Ognuna ha caratteristiche piacevoli e particolari, e praticarle tutte permette quindi di seguire la montagna osservandone i cambiamenti durante l’anno e durante ogni stagione”. Risa dedica alla montagna ogni weekend, e in settimana si allena correndo oppure esercitandosi nella palestra del Palamonti, in città.

“La montagna – continua – mi ha dato l’occasione di fare molte esperienze diverse e di vedere posti nuovi che probabilmente non avrei mai visitato se non avessi questa passione. La scalata che mi ha colpito di più l’ho vissuta sulle nostre montagne bergamasche ed è stata così speciale perché ho scelto di farla da solo qui sulla nostra Presolana. La preparazione mentale è qualcosa che si acquisisce con il tempo. Al di là delle nozioni tecniche ci deve essere un’approccio generale che ti permette di muoverti e sapere che devi fare le cose in una certa maniera per mantenerti sempre in un ambito di sicurezza”.
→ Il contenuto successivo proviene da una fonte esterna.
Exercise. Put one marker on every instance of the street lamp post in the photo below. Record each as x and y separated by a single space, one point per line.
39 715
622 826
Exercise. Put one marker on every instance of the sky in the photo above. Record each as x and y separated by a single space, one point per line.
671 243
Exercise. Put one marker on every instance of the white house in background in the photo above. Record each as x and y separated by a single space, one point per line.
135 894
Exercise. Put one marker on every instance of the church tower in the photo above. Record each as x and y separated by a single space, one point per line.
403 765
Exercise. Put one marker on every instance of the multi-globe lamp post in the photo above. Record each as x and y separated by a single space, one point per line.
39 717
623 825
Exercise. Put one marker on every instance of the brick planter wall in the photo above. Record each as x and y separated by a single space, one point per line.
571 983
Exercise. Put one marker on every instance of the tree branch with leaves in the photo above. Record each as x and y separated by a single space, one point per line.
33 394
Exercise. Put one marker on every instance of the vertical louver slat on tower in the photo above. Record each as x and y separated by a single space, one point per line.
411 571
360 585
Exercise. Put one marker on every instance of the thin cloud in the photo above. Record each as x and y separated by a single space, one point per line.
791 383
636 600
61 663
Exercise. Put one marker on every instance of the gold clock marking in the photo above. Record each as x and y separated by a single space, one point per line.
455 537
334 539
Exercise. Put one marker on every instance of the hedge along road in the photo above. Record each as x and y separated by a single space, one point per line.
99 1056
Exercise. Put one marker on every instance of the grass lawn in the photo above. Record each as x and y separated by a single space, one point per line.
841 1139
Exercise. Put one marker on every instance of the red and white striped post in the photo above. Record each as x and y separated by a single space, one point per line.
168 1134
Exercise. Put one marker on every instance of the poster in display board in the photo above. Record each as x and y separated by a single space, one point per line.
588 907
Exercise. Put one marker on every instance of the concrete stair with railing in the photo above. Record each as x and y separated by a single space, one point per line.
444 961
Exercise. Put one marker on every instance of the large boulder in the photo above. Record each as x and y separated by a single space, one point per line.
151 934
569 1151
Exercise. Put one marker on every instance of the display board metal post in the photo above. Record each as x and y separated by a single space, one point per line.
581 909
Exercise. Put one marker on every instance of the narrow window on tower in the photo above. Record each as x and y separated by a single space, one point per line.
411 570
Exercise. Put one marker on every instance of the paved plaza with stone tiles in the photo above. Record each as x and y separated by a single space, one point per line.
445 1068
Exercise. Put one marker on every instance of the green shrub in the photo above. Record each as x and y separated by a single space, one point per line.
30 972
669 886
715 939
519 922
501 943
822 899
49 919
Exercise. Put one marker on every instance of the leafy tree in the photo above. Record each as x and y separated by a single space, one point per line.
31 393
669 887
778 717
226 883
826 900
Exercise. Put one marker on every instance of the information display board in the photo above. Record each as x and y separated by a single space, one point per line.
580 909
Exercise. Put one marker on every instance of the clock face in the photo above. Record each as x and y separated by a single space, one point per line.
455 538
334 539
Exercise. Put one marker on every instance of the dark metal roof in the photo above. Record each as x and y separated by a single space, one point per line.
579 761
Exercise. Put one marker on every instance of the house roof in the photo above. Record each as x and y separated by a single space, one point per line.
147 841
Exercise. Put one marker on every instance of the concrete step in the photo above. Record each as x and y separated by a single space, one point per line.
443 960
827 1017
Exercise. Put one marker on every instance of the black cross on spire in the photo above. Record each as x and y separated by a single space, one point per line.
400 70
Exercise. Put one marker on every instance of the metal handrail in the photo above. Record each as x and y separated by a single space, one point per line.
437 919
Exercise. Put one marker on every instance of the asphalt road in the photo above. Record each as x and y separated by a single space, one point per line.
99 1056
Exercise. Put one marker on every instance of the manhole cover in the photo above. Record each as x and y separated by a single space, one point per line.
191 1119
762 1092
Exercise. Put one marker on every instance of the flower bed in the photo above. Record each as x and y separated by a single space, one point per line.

La strategia più importante consigliata da Paolo Grisa è quindi quella della consapevolezza dei propri mezzi: “Fa molto la differenza in alpinismo sapere quando scegli un obiettivo di salita se puoi o meno tornare indietro: ci sono vie e itinerari che per diversi motivi arrivano in una sorta di punto di non ritorno delle situazioni in cui la tua via di uscita è solo verso l’alto e non puoi ritornare lungo il percorso che hai fatto. Per esempio itinerari in cui superi degli strapiombi da cui con la corda non riusciresti poi a rientrare da dove sei salito”.
Impegnarsi in una prova particolarmente impegnativa nello sport come nella vita porta a confrontarsi con il limite e con la soglia delle nostre capacità, possiamo chiamarla anche “la mappa del mondo” che ci ritroviamo cucita addosso. Possiamo scegliere di accettare o cercare di ignorare la chiamata. Se accettiamo la sfida dobbiamo essere in grado di affrontarla nel modo migliore.
Varcare la soglia ci proietta in un nuovo territorio sconosciuto fuori dalla zona di comfort, che ci costringe a crescere ed evolvere e ci impone di trovare supporto e orientamento. Secondo Joseph Campbell, psicologo statunitense, questa soglia è un punto di non ritorno ovvero varcata non possiamo tornare indietro al nostro mondo abituale. Dobbiamo andare avanti verso l’ignoto, centrati ed aperti al campo. Varcare la soglia richiede sostegno, sia per il potenziale nell’essere “eroi” sia per le paure e le esitazioni che sorgono mentre si affronta la soglia.